Lately I've been having some bumps in my journey. IE) I've had to go to the doctors on Tuesday for something that really scared me and my mother. I know I'm too young to have the cancer we thought it could be but we wanted to make sure nothing was wrong. I sat there the whole time looking at my Christian doctors room saying "God, why can't I feel your presence?" I think that I'm asking, if anyone is reading this, if you could pray for me and if you know of any reassuring scripture passages that would be great. I'm praying continuously. Thank you for everything.

On one happy note.... there is a new couple in my church who are in different shows and are professional singers, dancers and actors. Their names are Jason and Summer. We've become friends and they have really been blessing in my life and have been supporting me in the church with singing and directing my show. Jason has today, said that if he doesn't get this job or if he does, he is going to try to be Judas in the show that I'm directing. It means so much to me. Summer is an absolute joy to be around and she wants to go into Public relations and is thinking about getting a job at the American Cancer Society. She has a heart of gold. I'm so lucky to know them. =)
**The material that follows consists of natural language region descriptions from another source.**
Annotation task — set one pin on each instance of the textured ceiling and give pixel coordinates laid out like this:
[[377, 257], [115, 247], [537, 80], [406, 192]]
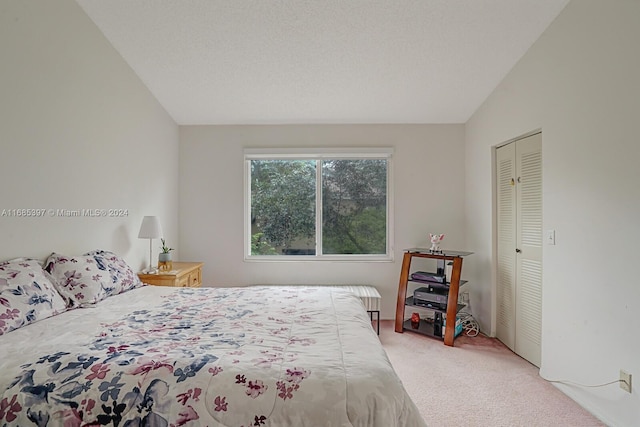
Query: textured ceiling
[[321, 61]]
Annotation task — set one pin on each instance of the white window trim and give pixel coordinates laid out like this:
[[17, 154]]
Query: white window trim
[[317, 153]]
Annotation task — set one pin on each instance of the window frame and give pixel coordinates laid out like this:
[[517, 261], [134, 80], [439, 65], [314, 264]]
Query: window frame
[[318, 154]]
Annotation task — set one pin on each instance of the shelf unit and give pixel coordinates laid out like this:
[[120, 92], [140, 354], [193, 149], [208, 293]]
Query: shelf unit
[[453, 285]]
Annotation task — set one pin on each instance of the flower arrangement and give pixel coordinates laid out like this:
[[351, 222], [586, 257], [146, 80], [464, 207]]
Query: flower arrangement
[[165, 249]]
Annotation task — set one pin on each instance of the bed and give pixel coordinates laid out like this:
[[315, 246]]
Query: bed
[[158, 356]]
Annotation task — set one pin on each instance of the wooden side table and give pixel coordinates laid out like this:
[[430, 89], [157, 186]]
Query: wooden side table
[[183, 275]]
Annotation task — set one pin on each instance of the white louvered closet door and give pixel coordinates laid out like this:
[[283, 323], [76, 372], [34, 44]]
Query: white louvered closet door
[[520, 257], [506, 275]]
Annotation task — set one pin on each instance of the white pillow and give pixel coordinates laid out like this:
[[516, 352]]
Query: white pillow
[[27, 294], [87, 279]]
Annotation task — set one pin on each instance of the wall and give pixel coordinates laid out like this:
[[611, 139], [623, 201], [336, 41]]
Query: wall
[[428, 185], [78, 130], [579, 84]]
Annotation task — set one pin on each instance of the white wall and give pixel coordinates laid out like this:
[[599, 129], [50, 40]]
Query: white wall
[[428, 181], [78, 130], [579, 83]]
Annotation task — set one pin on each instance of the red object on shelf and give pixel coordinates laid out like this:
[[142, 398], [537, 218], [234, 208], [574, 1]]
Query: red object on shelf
[[415, 320]]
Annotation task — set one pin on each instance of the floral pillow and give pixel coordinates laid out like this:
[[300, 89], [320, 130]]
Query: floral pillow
[[81, 280], [122, 276], [89, 278], [27, 294]]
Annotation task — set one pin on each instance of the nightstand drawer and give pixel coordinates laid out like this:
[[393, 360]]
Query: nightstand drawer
[[183, 275]]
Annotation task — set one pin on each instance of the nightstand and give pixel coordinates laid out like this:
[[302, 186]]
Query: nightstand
[[183, 275]]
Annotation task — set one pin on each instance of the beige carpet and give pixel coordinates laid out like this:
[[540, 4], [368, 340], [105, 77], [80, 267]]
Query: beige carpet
[[477, 383]]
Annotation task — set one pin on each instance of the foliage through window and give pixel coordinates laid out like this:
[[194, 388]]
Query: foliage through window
[[318, 206]]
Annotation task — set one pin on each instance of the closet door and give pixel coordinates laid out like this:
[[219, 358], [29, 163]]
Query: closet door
[[506, 216], [529, 248], [519, 275]]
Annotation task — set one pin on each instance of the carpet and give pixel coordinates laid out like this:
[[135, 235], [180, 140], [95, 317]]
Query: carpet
[[479, 382]]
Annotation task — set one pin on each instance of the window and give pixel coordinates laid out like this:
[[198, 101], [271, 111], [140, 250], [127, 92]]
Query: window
[[318, 205]]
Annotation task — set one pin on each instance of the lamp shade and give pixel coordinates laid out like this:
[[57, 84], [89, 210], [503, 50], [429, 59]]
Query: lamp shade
[[150, 228]]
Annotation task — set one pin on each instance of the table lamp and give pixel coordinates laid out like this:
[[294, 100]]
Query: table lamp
[[150, 229]]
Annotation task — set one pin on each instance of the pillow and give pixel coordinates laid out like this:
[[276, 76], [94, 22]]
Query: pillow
[[27, 294], [80, 280], [122, 276], [87, 279]]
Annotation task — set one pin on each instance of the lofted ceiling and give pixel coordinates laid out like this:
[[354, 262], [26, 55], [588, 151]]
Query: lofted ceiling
[[321, 61]]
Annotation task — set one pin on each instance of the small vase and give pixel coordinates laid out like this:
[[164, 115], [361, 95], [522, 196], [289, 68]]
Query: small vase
[[415, 320], [164, 261]]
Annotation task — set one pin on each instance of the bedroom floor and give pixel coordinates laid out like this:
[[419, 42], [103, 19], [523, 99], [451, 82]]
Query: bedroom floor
[[477, 383]]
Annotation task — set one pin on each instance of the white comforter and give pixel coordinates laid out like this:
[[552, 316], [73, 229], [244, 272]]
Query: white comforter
[[258, 356]]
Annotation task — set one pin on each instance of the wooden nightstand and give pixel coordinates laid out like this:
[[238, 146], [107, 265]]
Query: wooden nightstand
[[183, 275]]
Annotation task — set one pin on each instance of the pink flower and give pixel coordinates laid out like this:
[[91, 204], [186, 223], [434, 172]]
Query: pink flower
[[296, 375], [256, 388], [221, 404], [10, 314], [68, 417], [187, 414], [215, 370], [99, 371]]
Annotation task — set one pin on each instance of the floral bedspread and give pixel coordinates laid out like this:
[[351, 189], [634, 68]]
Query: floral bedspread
[[259, 356]]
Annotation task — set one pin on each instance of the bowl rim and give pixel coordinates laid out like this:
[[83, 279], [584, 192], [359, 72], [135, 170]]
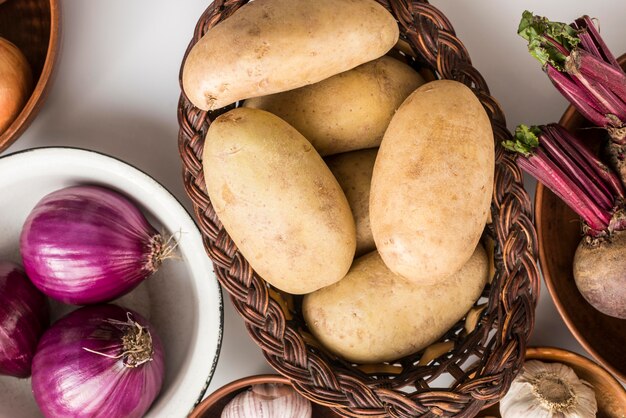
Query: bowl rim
[[547, 276], [40, 90], [556, 354], [175, 200], [234, 386]]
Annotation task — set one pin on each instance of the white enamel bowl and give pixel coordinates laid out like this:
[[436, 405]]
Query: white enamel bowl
[[183, 300]]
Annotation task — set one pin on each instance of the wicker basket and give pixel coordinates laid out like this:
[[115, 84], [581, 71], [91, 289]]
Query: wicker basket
[[34, 26], [482, 363]]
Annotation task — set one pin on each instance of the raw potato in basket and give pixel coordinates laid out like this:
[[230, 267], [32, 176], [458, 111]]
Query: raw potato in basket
[[278, 201], [269, 46], [349, 111], [373, 315], [432, 182], [353, 171]]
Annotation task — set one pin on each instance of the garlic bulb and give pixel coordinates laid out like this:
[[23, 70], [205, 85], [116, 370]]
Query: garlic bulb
[[15, 83], [548, 390], [268, 401]]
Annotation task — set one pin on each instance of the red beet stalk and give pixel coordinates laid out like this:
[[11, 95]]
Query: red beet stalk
[[561, 162], [582, 68]]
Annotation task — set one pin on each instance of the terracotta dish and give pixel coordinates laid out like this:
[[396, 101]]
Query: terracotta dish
[[558, 230], [34, 26], [610, 394]]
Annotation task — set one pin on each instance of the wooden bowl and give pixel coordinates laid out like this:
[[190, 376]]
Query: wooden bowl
[[610, 394], [212, 406], [34, 26], [558, 230]]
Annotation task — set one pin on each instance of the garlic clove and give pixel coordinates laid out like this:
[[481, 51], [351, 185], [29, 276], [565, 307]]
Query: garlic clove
[[268, 401], [548, 390]]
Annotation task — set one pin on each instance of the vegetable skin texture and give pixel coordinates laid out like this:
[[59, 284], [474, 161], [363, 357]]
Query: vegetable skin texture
[[373, 315], [278, 201], [69, 381], [16, 82], [24, 316], [269, 46], [88, 244], [353, 171], [349, 111], [432, 182], [600, 273]]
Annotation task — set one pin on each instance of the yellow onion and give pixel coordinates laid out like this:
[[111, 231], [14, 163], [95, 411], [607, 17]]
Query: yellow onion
[[15, 82]]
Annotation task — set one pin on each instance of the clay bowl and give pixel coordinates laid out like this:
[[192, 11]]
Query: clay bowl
[[213, 405], [610, 394], [558, 230], [34, 27]]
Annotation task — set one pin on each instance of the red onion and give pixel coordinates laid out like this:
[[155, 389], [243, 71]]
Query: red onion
[[98, 361], [87, 244], [24, 316]]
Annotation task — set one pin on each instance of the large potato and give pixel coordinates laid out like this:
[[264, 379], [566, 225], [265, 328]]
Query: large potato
[[349, 111], [432, 182], [268, 46], [373, 315], [278, 201], [353, 171]]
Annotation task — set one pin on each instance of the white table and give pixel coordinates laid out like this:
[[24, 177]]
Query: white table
[[116, 91]]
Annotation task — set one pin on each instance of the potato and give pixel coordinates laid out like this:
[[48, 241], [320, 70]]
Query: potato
[[373, 315], [349, 111], [432, 182], [353, 171], [278, 201], [15, 83], [269, 46]]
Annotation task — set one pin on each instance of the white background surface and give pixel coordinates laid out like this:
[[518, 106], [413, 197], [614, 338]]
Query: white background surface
[[116, 91]]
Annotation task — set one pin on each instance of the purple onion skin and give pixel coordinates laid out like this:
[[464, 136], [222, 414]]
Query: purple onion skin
[[86, 244], [24, 316], [71, 382]]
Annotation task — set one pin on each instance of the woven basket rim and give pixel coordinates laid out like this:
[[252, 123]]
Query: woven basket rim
[[512, 297]]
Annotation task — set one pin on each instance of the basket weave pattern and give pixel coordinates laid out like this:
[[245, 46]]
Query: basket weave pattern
[[483, 363]]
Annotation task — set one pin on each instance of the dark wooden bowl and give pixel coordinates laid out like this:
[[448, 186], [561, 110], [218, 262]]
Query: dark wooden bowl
[[558, 229], [610, 394], [34, 27], [213, 406]]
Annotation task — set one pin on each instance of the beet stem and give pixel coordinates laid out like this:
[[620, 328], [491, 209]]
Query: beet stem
[[584, 103], [575, 148], [586, 181], [613, 78], [590, 35], [574, 196]]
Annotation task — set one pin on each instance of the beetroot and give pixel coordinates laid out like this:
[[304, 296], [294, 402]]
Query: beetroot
[[560, 161]]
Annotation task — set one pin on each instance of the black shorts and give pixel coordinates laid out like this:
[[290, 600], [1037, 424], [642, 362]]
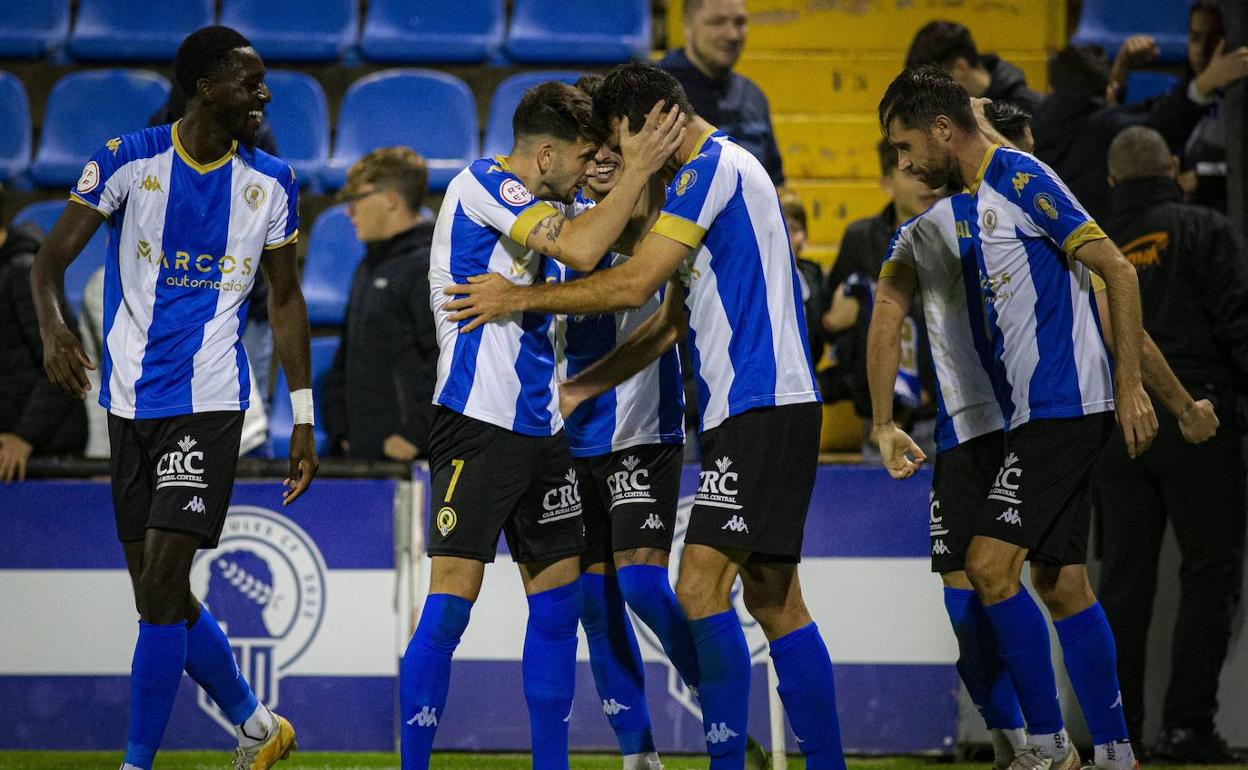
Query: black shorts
[[960, 484], [488, 479], [174, 473], [629, 498], [1041, 497], [755, 483]]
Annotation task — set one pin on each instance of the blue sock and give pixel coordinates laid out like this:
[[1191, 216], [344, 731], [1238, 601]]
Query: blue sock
[[980, 664], [1022, 638], [724, 668], [809, 693], [549, 669], [649, 595], [615, 660], [1092, 664], [211, 664], [155, 673], [424, 675]]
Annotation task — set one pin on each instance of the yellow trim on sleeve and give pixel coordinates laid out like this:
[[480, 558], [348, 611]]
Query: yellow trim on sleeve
[[291, 238], [528, 220], [892, 267], [201, 167], [680, 230], [1083, 233]]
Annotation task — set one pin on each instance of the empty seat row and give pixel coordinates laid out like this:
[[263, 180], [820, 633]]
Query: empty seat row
[[399, 31], [431, 111]]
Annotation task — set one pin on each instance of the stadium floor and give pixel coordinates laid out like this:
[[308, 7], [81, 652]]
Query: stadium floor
[[216, 760]]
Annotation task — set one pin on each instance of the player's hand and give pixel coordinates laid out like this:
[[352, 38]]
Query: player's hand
[[649, 149], [1198, 422], [1135, 413], [303, 463], [14, 453], [482, 300], [901, 456], [64, 360]]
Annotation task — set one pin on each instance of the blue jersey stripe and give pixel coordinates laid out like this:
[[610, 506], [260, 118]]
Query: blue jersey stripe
[[179, 317]]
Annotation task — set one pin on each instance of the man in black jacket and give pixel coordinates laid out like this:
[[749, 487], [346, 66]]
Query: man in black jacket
[[35, 417], [378, 396], [1193, 287]]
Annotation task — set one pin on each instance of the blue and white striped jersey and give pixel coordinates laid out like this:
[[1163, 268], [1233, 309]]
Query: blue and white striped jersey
[[746, 325], [502, 372], [1037, 300], [949, 276], [648, 408], [185, 242]]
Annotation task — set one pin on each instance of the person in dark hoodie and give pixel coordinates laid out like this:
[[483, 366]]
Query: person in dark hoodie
[[35, 417], [378, 397], [950, 46], [1075, 124]]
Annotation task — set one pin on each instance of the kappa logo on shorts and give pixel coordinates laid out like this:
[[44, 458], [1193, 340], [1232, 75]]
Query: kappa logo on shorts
[[181, 468], [719, 488]]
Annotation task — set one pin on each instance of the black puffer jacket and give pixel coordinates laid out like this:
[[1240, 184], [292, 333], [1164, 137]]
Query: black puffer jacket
[[30, 406]]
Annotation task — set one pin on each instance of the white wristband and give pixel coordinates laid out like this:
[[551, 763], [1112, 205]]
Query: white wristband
[[301, 406]]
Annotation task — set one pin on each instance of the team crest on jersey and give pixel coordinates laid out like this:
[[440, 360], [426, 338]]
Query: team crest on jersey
[[266, 584], [688, 179], [90, 177], [514, 192], [253, 195]]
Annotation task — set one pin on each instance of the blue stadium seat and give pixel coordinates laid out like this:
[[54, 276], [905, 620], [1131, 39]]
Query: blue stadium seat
[[1107, 23], [90, 260], [295, 30], [431, 111], [14, 129], [135, 31], [33, 29], [409, 31], [86, 109], [301, 122], [333, 253], [281, 419], [546, 31], [502, 105], [1142, 86]]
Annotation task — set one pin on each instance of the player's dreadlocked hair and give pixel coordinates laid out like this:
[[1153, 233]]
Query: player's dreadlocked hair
[[204, 54], [555, 109], [630, 90]]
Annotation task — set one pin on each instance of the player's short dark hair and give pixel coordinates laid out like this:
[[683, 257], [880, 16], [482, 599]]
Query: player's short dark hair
[[555, 109], [919, 95], [940, 43], [204, 54], [1082, 69], [630, 90]]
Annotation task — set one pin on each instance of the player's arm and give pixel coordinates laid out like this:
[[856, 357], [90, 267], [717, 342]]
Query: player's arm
[[1197, 419], [1133, 408], [64, 360], [623, 287], [653, 338], [892, 297], [288, 317]]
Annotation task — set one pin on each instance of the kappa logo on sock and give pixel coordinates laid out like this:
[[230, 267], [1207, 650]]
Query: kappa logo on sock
[[426, 718], [720, 733]]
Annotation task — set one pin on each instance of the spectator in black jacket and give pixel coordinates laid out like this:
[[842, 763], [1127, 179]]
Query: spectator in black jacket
[[1193, 288], [35, 417], [950, 46], [378, 397]]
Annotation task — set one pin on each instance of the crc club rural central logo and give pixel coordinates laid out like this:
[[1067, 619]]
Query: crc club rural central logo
[[265, 583]]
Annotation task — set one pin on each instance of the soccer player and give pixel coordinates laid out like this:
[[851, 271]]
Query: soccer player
[[194, 211], [497, 449], [723, 230], [1026, 255]]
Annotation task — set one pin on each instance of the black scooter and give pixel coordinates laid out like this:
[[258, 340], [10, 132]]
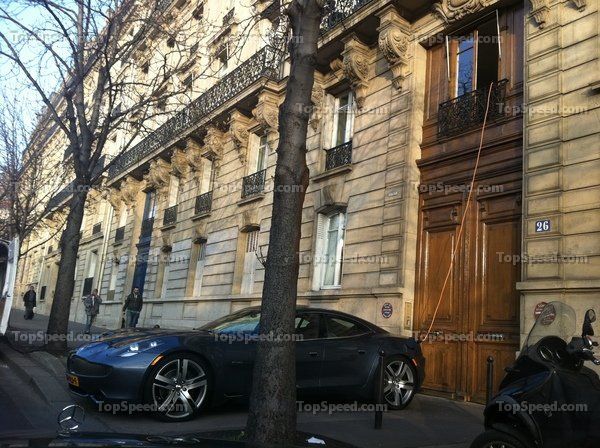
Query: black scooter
[[548, 398]]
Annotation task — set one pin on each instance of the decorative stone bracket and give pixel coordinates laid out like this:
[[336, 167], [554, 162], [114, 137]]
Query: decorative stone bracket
[[158, 176], [393, 43], [266, 112], [238, 132], [356, 60]]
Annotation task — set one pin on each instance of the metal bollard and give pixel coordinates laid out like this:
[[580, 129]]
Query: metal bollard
[[379, 391], [490, 379]]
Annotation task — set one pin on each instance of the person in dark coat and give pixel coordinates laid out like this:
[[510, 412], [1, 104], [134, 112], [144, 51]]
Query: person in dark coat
[[30, 303], [92, 308], [132, 307]]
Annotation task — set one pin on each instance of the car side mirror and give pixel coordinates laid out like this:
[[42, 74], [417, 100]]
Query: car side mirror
[[590, 317]]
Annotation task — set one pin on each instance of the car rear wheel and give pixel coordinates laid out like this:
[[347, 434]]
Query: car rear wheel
[[178, 387], [398, 382]]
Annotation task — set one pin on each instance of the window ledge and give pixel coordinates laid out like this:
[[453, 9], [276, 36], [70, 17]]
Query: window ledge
[[200, 216], [252, 198], [333, 172]]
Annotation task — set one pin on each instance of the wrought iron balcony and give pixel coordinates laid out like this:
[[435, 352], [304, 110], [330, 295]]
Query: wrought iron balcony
[[120, 234], [170, 215], [254, 183], [338, 10], [264, 64], [468, 110], [203, 203], [338, 156], [147, 225]]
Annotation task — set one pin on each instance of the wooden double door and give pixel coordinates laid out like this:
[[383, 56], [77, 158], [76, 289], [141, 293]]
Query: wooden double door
[[478, 315]]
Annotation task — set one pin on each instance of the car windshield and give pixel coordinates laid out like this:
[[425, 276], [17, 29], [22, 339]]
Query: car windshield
[[556, 319], [246, 323]]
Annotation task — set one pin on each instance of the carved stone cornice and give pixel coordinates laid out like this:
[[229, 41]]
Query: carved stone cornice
[[238, 132], [158, 175], [453, 10], [179, 163], [266, 111], [356, 59], [129, 190], [393, 43], [540, 11]]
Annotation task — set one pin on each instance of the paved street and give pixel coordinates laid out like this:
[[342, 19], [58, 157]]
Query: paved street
[[33, 391]]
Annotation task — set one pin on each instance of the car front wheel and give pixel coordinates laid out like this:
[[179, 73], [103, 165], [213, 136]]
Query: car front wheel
[[399, 382], [178, 387]]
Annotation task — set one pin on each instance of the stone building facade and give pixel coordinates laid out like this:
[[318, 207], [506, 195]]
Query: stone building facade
[[185, 214]]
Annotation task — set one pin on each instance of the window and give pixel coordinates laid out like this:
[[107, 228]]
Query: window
[[250, 261], [475, 57], [199, 272], [337, 327], [263, 153], [329, 250], [307, 326], [343, 120]]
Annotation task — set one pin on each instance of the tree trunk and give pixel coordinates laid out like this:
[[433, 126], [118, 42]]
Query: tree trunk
[[272, 416], [58, 324]]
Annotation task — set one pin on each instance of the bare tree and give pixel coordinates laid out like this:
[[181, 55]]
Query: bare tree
[[272, 418], [115, 62]]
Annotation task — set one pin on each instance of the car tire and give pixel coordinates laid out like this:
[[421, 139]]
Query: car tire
[[497, 439], [178, 387], [399, 382]]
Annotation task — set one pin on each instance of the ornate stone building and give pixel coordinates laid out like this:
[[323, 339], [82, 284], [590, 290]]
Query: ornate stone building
[[399, 99]]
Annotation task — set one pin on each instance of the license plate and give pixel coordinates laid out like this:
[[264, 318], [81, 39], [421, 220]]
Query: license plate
[[72, 379]]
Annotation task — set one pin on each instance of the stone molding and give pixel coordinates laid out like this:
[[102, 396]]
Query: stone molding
[[394, 33]]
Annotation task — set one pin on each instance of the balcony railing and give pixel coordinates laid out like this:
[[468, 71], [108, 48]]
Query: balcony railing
[[203, 203], [338, 10], [120, 234], [253, 184], [147, 225], [170, 216], [338, 156], [468, 110], [264, 64]]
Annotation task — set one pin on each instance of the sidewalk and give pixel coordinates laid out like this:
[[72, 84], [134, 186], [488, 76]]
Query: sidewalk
[[29, 335]]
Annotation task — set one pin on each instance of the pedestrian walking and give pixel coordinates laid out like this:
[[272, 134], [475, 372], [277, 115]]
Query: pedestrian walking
[[92, 308], [30, 303], [132, 307]]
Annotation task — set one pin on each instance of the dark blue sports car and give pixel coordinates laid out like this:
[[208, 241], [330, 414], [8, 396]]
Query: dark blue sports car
[[175, 373]]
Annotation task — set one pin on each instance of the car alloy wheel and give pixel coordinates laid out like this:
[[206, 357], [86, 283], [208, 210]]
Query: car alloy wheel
[[179, 387], [398, 382]]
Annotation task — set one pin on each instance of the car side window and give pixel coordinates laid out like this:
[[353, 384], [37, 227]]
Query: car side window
[[338, 327], [246, 324], [307, 326]]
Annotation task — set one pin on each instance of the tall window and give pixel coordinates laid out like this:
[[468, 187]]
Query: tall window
[[263, 153], [330, 248], [343, 120], [475, 58], [250, 261], [199, 272]]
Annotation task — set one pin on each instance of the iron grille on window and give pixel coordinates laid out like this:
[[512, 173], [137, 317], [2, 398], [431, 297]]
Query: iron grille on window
[[147, 225], [120, 234], [468, 110], [203, 203], [170, 215], [253, 184], [338, 156]]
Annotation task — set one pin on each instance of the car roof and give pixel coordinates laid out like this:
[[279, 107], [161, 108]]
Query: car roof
[[322, 310]]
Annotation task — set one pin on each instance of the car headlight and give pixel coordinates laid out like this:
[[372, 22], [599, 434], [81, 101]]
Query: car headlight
[[138, 347]]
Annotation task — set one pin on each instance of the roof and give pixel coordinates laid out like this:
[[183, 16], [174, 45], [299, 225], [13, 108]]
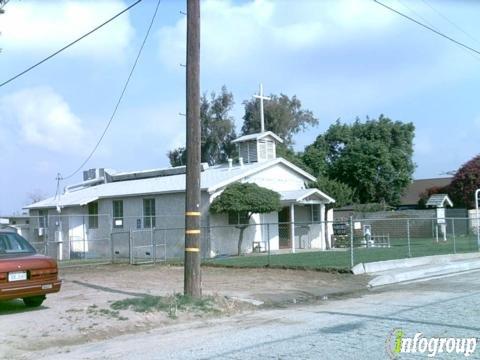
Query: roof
[[304, 196], [417, 187], [258, 136], [212, 179], [439, 200]]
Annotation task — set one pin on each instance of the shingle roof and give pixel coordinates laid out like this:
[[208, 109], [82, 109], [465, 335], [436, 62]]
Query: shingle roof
[[439, 200], [212, 179], [301, 194], [417, 187]]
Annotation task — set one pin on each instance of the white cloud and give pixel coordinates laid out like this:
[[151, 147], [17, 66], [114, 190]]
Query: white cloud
[[235, 33], [44, 119], [48, 25]]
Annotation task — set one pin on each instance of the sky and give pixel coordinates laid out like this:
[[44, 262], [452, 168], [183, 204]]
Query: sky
[[342, 58]]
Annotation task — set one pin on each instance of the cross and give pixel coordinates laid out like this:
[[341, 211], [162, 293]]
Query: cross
[[261, 97]]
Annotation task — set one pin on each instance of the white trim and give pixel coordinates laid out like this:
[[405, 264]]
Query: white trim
[[267, 165], [85, 202], [318, 192], [257, 136]]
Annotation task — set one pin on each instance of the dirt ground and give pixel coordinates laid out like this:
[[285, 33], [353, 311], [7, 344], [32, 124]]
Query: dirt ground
[[81, 312]]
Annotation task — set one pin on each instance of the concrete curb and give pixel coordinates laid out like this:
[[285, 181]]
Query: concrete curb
[[380, 266], [423, 272]]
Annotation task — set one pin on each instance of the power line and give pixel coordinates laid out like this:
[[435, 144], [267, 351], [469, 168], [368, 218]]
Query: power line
[[417, 14], [70, 44], [428, 28], [121, 95], [450, 21]]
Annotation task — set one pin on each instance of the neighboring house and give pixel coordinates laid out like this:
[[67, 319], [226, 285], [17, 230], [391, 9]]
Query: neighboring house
[[134, 203], [413, 193]]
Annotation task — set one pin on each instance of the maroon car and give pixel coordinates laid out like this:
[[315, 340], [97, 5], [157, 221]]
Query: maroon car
[[24, 273]]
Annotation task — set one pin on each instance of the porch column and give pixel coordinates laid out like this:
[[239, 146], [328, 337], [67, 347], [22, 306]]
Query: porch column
[[292, 226]]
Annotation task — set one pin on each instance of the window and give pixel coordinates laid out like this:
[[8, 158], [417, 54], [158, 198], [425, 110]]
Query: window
[[117, 213], [11, 243], [316, 213], [148, 213], [42, 218], [93, 215], [236, 218]]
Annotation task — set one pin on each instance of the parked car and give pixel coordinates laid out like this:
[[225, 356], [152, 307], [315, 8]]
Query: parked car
[[24, 273]]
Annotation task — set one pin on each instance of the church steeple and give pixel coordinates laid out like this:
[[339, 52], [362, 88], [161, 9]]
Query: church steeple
[[260, 146]]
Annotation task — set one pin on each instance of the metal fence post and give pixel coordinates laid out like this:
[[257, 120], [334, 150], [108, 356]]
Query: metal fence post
[[130, 246], [268, 243], [454, 239], [154, 249], [351, 242], [408, 238]]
Saturday, September 1, 2007

The first weekend


My first weekend being a Jr.... well, it's been quite the interesting one. Last night, I hung out with Chris over at the mall and got an outfit for Paul Wilson. I bought him a vertical stripped shirt with a hat that was really cute (and reversable). It was a grand time. So, I went and talked to R last night. I did pretty well, well.... till I was saying goodbye. Then I cried my little heart out. That girl really did a lot for me. I told her about my grad speech and how I already wrote it but when I'm talking about my classmates I am talking about her also. She and the Fab 5 have really brought me to Christ and it's been a great journey. So, I let her know that I really appreciate her and she walked me down to my car and we cried again and then left. I know that we are going to keep in touch all the time but it's so hard to say goodbye. I came home just to read about a paragraph in "Beowulf" and fall straight asleep. When I woke up this morning, Sean had asked me to go to brunch with last night so I woke up and got ready. We had a wonderful time, we went to a small cafe near his house and came back home and watched a movie and I took him to work. Now, I am sitting at my computer procrastinating on my homework with a horrible headache. I'm going to try to sit down and work, but I will write later.